И он полез вверх по склону, двигаясь точно и уверенно, а я осталась стоять на выступе у подножия. Глядя вверх на скалу, которая отсюда выглядела совершенно ровной отвесной стеной, уходившей прямо в синее небо, я переступала с ноги на ногу в своих горчичного цвета кроссовках. Каждый раз, как Мот останавливался, я закрепляла веревку. У меня получается; все будет хорошо. Земля была сухой и пыльной, и, по мере того как день накалялся и скалы теплели, воздух все сильнее наполнялся запахом сосен. Мот добрался до сложного места и отклонился от скалы, держась за нее одной рукой, чтобы получше рассмотреть трассу впереди, ноги его цепко держались в маленьких выщербинах в камне, как он и обещал. Его стройное тело так выгнулось, что в лучах солнца, на фоне голубого неба казалось сюрреалистическим силуэтом. Мне захотелось сфотографировать его, запечатлеть этот момент. Я нагнулась за фотоаппаратом и отпустила веревку, и тут Мот как раз отклонился на лишний дюйм и, поскольку я его не придержала, начал падать. Выронив фотоаппарат, я ухватилась за веревку и затормозила его падение, но недостаточно быстро, так что он все равно довольно сильно ударился о каменистую землю.

– Какого черта? Почему ты меня не поймала?

– Я нагнулась за фотоаппаратом.

– Ушам своим не верю. Надеюсь, фотография получилась что надо.

– Я не уверена, что успела нажать на кнопку. Ты ушибся? Вернемся домой?

– Дышать больновато, но мы никуда не поедем, пока ты не слазишь наверх.

Он неловко поднялся, быстро, без малейшего замешательства, забрался на вершину скалы, закрепил веревку и стал ждать меня. Но я не могла за ним последовать. Что, если он даст мне поскользнуться, просто чтобы проучить?

– Давай же. Доверься мне – все будет хорошо.

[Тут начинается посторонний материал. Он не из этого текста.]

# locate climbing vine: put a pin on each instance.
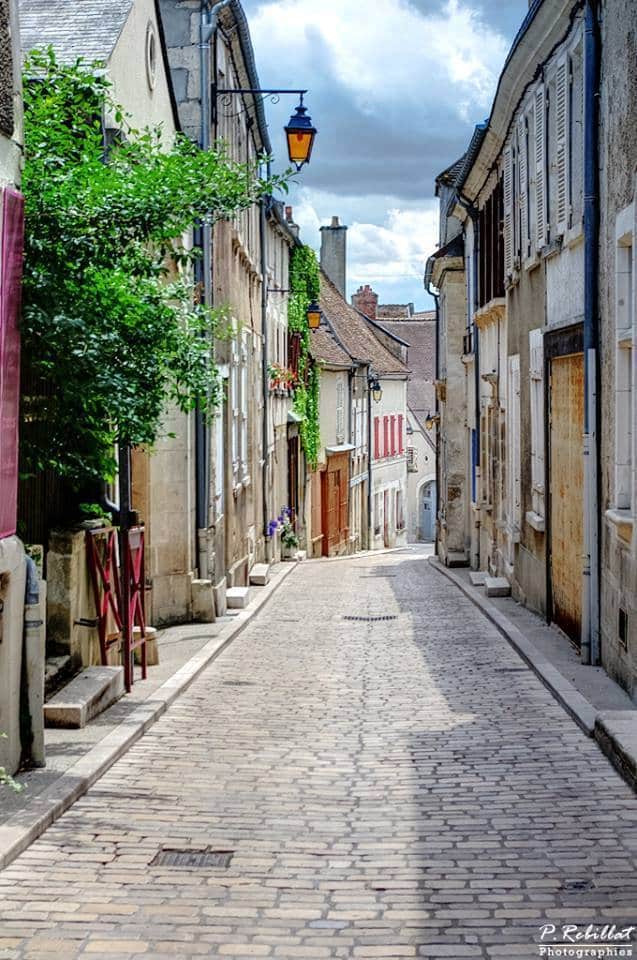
(111, 325)
(304, 288)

Я полезла на скалу. Это оказалось проще, чем я думала: пальцы сами находили зацепки, а ноги не скользили. Но когда я добралась до того самого места, где Мот отклонился от стены, кроссовки поехали, и я оказалась в воздухе. Долю секунды я падала, а потом система дернула меня вверх, я остановилась и повисла на веревке.

Мне видно было лицо Мота над скалами, на самом верху, его волосы развевались на ветру под красной банданой, которой он повязал лоб.

– Все хорошо, я держу тебя.

Я висела в теплом воздухе, вокруг меня во все стороны простиралась вересковая пустошь, но я ни на чем не могла сосредоточиться, кроме его лица в обрамлении небесной синевы. Дул легкий ветерок, и я уже не паниковала. Я знала, что не упаду: Мот держит веревку. Путь лежал только вверх.

К тому времени, как мы вернулись в город, Мот уже с трудом дышал. Я помогла ему выйти из машины и посмотрела, как он исчез в дверях травмпункта. Потом отправилась домой.

Когда я приехала, мама была в саду.

– Как прошел день, хорошо?

Я смотрела, как она пропалывает клумбы, и мне хотелось сказать: да, просто замечательно. Я влюблена в мужчину, которому смело могу доверить свою жизнь, и сегодня узнала, что даже если ошибусь, то все равно смогу попробовать еще раз, к тому же, кажется, я хорошо фотографирую, даже если Моту, возможно, пришлось заплатить за это знание трещиной в ребре. Я отчаянно хотела рассказать ей все это. Но не рассказала.

– Нормально.

Я изо всех сил пыталась сделать так, чтобы мои родители поняли Мота, но чем больше говорила, тем сильнее они злились. Они отвергали его с такой яростью и ненавистью, что я совсем перестала понимать маму и папу. «Ты еще пожалеешь об этом, девочка моя, будешь жалеть до самой смерти». Я никак не могла взять в толк, почему они не видят в нем то, что вижу я. «Тебе от него никакого проку, он бестолковый, никчемный». Я начала жить между двух миров, и это была пытка. Мне приходилось постоянно отделять одно от другого: бесконечное счастье от растущей близости с Мотом и попытки оставаться хорошей дочерью в глазах родителей. Это была недостижимая задача, я врала, таилась и разрывалась, но выбрать что-то одно просто не могла. Не могла вынести те осуждение и отторжение, с которыми родители непременно восприняли бы правду. Мне нужно было все и сразу. Все любимые люди рядом, в тесном семейном кругу; я не хотела отказываться ни от кого из них.

[7] Скалистый край (англ. Peak District) – заповедник в Центральной Англии, популярное место среди любителей прогулок на природе и пешего туризма.